G E ´ S      Z A U B E R W E L T  

DAS NETZ

 

Wie viele Menschen haben sich freiwillig in ein unsichtbares Netz aus Daten begeben, um dort ihr Dasein zu leben.

Dieses Netz bietet Sicherheit, Anonymität, Freiheit, jemand zu sein, der man sein will, ein Konstrukt aus Fantasien, Eigenschaften, Werten, die im normalen Leben niemals erreicht werden, nicht lebbar scheinen und in dieser Welt so einfach herbei zu zaubern sind.

 

Ein Netz, dass einem scheinbaren Schutz bietet, in der man Hunderte von Freunden hat, die man nie zu Gesicht bekommt, die aber mit einem mitfühlen, zuhören, da sind, gemeinsame virtuelle Interessen teilen, sich anlächeln und anstupsen, zärtliche Berührungen austauschen, ohne sich auch nur annähernd nahe zu sein, die sich beglückwünschen, ohne sich die Hand zu schütteln, die Bilder von ihren Welten teilen, ohne jemals etwas Gemeinsames unternommen zu haben, die ihre Gesichter ins Netz stellen, retuschiert, um die Makel ihrer nicht perfekten Äußerlichkeiten zu vertuschen, sich darstellen, wie man gerne sein möchte, sich von der besten Seite zeigen, ein Wunschbild von sich Selbst erschaffen, um für die Anderen die Idealbesetzung darzustellen.

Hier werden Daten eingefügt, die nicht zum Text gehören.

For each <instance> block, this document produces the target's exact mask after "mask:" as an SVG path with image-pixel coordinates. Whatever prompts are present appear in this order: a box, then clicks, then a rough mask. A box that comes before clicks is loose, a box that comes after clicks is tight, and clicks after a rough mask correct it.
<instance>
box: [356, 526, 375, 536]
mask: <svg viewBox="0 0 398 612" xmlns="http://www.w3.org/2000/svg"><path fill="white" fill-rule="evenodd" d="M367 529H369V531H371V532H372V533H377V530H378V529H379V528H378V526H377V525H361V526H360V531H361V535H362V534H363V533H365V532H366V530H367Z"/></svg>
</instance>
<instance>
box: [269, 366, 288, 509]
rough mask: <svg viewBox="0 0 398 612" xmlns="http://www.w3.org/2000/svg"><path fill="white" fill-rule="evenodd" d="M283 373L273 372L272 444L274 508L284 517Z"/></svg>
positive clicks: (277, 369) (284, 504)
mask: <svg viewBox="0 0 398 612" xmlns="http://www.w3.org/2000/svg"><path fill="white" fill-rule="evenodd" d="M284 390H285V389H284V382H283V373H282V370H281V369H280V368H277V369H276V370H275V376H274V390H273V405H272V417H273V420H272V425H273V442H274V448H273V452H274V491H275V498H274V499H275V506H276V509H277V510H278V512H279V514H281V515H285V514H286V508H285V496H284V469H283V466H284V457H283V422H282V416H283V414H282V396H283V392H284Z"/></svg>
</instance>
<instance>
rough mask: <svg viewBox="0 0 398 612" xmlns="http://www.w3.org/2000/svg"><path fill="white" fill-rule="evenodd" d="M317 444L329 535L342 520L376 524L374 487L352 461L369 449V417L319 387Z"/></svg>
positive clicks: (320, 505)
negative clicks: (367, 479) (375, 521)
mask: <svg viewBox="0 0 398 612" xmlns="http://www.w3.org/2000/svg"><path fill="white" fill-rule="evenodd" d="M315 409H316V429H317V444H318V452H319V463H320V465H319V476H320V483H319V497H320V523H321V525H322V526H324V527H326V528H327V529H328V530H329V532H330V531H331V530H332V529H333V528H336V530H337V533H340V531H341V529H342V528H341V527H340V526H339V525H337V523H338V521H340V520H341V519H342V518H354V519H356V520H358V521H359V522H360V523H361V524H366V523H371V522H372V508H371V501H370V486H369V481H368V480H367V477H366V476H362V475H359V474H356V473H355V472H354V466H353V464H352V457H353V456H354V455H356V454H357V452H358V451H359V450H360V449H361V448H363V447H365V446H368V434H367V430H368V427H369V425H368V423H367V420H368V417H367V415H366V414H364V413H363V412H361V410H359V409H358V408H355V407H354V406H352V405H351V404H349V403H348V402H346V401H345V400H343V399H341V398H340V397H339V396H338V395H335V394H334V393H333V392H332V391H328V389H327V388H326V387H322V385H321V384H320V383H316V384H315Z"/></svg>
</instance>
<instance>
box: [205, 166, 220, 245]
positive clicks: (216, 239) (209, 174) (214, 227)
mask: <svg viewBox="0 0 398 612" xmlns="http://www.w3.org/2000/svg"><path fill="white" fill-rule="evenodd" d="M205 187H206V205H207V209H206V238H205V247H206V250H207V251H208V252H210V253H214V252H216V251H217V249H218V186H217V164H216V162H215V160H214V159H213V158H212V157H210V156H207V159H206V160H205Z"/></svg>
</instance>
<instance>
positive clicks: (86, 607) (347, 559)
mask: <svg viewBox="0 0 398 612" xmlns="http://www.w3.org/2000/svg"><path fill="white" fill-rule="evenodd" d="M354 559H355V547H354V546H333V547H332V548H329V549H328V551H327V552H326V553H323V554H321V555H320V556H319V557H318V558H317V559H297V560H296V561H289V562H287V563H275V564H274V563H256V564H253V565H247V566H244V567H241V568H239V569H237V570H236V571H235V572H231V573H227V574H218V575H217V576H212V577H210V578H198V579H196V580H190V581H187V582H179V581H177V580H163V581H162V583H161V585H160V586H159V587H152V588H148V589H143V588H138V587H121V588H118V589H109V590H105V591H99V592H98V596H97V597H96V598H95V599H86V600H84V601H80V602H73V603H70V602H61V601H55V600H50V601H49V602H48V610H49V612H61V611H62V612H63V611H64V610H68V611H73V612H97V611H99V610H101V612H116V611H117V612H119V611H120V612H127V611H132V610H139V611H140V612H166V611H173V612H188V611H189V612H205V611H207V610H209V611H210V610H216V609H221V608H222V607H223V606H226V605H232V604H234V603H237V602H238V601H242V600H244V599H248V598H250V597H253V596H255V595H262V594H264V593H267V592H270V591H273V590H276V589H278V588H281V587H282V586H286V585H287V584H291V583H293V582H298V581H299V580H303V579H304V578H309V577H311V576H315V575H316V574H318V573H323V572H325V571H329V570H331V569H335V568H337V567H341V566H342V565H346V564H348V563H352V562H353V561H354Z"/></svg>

Wie traurig es ist, dass diese Zeit die Menschen solch einer Verführung aussetzt, sich zu verkleiden, sich zu verstecken, sich zu verstellen, sich zu verleugnen, sich zu verirren, sich umzumodellieren, sich etwas vorzumachen und im selben Augenblick andere zu manipulieren und zu täuschen.

 

Die Menschen machen alle freiwillig mit, ohne Zwang, mit Freude und Ausdauer nehmen sie an diesem Spiel des Lebens teil, ohne darüber nachzudenken.

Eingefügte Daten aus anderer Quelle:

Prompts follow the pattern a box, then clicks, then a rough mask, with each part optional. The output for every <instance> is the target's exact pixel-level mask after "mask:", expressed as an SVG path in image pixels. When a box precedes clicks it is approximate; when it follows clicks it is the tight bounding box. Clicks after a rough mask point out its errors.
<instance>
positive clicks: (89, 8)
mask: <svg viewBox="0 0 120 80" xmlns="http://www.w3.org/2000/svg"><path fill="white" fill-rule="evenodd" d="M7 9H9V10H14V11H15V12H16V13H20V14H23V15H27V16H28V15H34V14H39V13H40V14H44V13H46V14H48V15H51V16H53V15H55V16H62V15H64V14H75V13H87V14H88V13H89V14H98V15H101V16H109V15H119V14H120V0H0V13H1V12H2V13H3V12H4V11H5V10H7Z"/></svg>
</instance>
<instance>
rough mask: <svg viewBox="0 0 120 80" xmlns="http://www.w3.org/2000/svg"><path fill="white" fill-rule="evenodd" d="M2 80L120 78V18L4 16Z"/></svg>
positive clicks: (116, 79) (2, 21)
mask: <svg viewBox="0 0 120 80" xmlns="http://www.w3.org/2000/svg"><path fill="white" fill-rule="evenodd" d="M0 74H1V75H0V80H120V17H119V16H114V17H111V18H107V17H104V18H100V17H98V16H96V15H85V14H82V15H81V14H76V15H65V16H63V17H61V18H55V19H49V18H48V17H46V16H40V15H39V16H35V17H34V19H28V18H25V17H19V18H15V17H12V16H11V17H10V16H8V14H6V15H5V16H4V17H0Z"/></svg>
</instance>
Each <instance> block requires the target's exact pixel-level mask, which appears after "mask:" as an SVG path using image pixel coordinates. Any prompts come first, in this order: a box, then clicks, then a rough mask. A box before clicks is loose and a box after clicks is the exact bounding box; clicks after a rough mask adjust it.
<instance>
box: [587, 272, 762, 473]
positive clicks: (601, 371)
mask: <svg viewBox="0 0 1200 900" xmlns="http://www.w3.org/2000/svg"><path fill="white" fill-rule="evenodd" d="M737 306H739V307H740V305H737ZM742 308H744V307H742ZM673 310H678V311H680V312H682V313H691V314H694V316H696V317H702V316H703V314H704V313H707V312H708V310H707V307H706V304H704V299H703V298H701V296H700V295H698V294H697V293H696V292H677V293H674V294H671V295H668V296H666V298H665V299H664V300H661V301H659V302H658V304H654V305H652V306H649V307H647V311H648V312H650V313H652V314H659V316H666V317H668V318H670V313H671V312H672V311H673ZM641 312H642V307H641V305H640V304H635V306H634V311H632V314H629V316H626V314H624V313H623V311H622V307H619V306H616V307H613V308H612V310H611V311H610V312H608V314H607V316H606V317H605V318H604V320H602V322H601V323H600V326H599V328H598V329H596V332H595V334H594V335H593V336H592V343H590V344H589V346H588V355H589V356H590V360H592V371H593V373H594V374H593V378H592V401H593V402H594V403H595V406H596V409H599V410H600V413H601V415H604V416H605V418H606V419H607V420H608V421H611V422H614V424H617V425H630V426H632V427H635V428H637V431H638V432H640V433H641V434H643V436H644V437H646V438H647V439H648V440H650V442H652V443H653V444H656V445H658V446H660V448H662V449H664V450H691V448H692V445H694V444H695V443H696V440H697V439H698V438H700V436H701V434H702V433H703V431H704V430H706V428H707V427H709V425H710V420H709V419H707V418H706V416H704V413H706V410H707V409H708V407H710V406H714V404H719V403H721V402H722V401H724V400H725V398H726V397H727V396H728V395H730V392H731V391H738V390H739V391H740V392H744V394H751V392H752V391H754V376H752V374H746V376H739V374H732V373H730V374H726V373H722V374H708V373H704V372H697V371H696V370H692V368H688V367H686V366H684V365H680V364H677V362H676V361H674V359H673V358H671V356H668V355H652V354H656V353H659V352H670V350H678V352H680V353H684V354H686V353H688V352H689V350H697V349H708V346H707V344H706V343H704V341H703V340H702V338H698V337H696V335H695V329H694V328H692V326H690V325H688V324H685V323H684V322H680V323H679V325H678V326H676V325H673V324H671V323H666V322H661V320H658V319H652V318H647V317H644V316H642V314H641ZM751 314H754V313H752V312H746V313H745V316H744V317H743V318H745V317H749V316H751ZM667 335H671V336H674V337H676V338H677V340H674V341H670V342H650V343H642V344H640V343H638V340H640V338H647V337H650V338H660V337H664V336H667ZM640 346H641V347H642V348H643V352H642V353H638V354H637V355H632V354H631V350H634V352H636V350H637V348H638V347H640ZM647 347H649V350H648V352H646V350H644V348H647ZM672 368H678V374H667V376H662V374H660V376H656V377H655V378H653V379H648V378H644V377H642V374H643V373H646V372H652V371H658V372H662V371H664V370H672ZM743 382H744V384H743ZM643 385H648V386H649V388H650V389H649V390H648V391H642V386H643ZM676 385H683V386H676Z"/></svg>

Das Netz trennt die Menschen voneinander, macht sie zu Süchtigen, Abhängigen, die ohne diesem nicht mehr existieren können, die ihr Leben auf Knopfdruck abspulen und die wahre Schönheit des Daseins nicht mehr wahrnehmen, Gefühle nicht mehr spüren, Begegnungen nicht mehr erleben, Stimmen nicht mehr hören, Gerüche nicht mehr riechen, Hände nicht mehr halten, Münder nicht mehr küssen, Füße nicht mehr bewegen, den sternenklaren Nachthimmel nicht mehr sehen und somit blind, taub und gefühlskalt sind, zu Robotern mutieren, Marionetten dieses Netzes werden, Gefangene einer vorrangig so heilen Welt sind, die sie allerdings schön langsam, schleichend und dann überraschend vernichtet und auffrisst.

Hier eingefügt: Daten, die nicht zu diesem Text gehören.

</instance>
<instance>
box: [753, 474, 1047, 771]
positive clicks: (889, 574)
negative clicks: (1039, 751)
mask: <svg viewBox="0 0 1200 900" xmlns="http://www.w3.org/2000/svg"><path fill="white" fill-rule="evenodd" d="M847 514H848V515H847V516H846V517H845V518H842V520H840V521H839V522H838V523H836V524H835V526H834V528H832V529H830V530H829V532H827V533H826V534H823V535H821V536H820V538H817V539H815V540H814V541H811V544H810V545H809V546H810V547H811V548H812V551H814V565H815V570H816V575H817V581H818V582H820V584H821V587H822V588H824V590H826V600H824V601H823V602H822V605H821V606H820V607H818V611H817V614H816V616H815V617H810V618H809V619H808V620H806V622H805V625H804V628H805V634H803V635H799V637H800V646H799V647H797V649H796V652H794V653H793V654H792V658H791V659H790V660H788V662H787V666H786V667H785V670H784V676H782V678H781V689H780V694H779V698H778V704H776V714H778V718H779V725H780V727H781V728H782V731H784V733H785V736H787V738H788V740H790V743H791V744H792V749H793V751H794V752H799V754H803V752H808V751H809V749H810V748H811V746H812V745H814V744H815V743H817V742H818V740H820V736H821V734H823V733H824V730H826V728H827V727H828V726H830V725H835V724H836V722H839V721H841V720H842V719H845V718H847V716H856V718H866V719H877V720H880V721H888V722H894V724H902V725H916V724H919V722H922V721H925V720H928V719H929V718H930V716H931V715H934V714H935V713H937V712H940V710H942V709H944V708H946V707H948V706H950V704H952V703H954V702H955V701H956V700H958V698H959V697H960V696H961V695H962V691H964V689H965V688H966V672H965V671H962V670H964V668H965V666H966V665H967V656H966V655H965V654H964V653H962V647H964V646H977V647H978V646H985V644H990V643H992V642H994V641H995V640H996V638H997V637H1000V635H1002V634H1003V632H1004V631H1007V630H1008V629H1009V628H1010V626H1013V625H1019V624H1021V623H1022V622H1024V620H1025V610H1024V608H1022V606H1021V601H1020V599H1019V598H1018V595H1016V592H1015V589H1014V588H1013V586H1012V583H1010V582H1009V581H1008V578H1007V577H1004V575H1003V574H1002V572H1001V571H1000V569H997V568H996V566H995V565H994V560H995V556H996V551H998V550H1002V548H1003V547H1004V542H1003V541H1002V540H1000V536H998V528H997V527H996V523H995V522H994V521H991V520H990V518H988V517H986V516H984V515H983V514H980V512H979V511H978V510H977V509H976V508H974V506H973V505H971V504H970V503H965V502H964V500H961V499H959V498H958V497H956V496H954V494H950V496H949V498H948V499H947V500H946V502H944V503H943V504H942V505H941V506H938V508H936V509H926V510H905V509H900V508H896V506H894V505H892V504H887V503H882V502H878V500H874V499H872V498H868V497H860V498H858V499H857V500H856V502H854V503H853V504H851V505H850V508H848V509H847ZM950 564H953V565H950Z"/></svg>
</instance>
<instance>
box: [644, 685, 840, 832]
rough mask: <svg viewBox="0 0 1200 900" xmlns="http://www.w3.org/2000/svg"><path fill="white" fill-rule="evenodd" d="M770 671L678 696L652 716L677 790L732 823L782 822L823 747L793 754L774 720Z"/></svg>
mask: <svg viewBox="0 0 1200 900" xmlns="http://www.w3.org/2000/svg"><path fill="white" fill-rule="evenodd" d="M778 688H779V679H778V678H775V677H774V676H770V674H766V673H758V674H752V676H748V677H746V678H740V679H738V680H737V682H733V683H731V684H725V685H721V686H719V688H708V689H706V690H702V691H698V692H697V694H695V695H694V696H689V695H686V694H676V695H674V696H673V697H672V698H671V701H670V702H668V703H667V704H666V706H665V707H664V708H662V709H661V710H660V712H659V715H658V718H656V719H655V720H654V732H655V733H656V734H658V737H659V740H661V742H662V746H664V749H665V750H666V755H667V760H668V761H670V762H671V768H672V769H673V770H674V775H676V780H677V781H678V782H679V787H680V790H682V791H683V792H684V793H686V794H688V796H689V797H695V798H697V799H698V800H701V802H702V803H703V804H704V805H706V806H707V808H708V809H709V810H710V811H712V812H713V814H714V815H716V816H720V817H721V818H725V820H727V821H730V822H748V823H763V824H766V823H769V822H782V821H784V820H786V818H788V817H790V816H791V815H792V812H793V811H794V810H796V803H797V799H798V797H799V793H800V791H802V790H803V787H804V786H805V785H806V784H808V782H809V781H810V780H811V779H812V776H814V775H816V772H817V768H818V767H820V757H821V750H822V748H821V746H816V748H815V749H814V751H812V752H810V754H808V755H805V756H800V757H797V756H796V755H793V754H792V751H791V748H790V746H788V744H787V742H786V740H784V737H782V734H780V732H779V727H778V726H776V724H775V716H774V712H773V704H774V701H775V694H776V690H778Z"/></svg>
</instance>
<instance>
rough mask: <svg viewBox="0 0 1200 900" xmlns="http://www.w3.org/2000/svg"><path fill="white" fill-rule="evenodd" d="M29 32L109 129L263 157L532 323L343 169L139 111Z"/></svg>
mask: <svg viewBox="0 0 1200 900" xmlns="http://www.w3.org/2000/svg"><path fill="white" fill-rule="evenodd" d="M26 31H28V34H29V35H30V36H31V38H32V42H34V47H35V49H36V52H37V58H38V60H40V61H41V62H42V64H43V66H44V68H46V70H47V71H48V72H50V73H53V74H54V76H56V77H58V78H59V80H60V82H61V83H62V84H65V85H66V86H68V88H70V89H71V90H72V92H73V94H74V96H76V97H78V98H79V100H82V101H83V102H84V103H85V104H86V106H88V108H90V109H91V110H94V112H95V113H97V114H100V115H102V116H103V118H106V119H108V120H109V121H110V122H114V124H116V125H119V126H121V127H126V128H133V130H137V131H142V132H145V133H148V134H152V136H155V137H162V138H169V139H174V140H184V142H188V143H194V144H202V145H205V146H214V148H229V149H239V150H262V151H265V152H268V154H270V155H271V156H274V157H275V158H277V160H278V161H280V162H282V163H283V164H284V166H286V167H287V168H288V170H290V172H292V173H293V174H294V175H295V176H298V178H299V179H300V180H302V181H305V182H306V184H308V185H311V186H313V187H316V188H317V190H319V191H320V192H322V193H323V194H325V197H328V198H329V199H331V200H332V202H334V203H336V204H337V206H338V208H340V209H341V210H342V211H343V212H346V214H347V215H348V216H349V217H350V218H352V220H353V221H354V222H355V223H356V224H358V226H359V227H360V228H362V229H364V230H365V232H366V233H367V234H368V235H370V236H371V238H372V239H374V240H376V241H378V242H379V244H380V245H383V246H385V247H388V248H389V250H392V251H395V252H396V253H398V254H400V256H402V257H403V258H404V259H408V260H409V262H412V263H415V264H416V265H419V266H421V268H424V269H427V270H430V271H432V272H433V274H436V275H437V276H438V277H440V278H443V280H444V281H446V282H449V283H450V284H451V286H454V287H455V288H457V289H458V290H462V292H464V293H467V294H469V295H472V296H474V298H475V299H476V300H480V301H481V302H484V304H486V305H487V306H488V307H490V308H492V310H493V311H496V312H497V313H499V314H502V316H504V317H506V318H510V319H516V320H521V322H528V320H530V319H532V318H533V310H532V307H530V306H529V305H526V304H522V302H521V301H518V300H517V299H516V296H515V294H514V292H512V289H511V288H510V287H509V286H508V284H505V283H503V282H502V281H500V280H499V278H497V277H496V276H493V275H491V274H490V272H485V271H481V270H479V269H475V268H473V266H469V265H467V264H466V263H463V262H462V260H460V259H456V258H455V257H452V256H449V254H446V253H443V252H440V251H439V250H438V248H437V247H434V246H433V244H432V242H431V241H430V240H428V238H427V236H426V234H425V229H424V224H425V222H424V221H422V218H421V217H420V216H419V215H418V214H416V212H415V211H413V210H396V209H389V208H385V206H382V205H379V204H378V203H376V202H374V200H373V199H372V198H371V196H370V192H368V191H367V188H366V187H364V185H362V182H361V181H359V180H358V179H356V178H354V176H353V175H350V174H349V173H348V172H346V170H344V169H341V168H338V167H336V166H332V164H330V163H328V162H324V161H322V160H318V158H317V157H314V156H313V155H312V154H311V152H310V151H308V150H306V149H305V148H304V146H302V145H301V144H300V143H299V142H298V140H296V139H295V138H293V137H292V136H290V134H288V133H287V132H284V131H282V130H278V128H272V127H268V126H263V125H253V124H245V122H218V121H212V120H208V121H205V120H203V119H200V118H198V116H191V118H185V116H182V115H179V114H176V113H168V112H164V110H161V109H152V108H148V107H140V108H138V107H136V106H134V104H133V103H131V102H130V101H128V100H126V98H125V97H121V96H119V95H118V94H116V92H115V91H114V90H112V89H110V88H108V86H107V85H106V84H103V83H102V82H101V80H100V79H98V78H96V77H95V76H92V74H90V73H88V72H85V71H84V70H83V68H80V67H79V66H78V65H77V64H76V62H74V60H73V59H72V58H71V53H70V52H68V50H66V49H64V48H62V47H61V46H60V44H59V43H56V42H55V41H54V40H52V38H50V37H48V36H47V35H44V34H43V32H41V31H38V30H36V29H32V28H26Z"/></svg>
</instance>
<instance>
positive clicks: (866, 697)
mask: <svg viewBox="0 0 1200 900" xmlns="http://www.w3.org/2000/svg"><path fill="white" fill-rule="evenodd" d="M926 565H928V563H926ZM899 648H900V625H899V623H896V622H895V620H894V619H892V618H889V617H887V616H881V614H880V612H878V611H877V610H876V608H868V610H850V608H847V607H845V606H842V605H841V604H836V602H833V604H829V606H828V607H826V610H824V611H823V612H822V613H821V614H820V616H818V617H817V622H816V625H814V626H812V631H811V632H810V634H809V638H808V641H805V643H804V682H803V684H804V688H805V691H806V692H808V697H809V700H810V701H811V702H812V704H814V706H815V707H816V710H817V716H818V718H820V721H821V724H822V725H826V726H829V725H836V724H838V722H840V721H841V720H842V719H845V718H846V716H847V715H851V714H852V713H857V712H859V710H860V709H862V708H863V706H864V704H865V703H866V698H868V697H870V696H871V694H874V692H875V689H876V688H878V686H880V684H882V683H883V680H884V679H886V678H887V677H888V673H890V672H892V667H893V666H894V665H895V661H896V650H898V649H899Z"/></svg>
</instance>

Wo bringt dieses Netz die Menschen hin, frage ich mich.

 

Wie viele Menschen sind Teil davon, machen mit in der drahtlosen Welt des Wahnsinns, tauchen immer wieder ein, um der Einsamkeit zu entrinnen, der sie trotz allem nicht entkommen können, denn wenn sie sich ausklicken aus dem Netz der scheinbaren Verbindungen, fühlen sie die Einsamkeit stärker, als zuvor.